Red House is a small unincorporated community located in Putnam County in the U.S. state of West Virginia. The community is divided into two distinct areas: Red House (Proper) which follows the Kanawha River Valley along WV 62, and Red House Hill along WV 34 which is in the hills just off the Kanawha River Valley. The Red House Post Office is still in service and was founded on September 26, 1840. Some say the town was named for a red house which stood at the town site, while others believe nearby red rock formations account for the name.

== Geography ==
Red House is located on WV 62 which generally follows the Kanawha River, between Hometown and Eleanor, and consists primarily of single family homes.

The Red House Hill area is primarily a mix of hilly 20 to 100 acre farms (including cattle, horses, corn, etc.), and small land plots whose owners are commuters to the Charleston and Huntington metropolitan and surrounding areas.

The closest neighbors to Red House are Confidence, Hometown, Winfield, and Eleanor.

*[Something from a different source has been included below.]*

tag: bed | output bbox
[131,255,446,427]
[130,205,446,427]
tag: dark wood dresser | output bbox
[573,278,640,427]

Due to the extremely winding mountain terrain, WV 34 is a very dangerous road for a 21-mile stretch from its junction with WV 62 to Kenna, where it intersects with County Route 21, which provides access to I-77. Because of the winding nature of WV 34 and the proximity to the Putnam County line, the road actually passes through Putnam County, Kanawha County and finally Jackson County, several times along the 21 mile length.

== Education ==
Public education in the area is served by Confidence Elementary School (located in Confidence), Buffalo Elementary School (located in Buffalo), Buffalo High School (also located in Buffalo), George Washington Elementary School (located in Eleanor), George Washington Middle School (also located in Eleanor), and Poca High School (located in Poca).

== Fire service ==
Fire service in the area is primarily provided by the Route 34 Volunteer Fire Department & 2nd due, Eleanor Volunteer Fire Department.

== Churches ==
Five churches exist in Red House: United Brethren Church, (Red House hill); Wade Chapel United Methodist Church, (Red House hill); Riverside Baptist Church, (Red House proper); Lone Oak Church of God, (Red House hill); and Grandview Baptist Church, (Red House hill).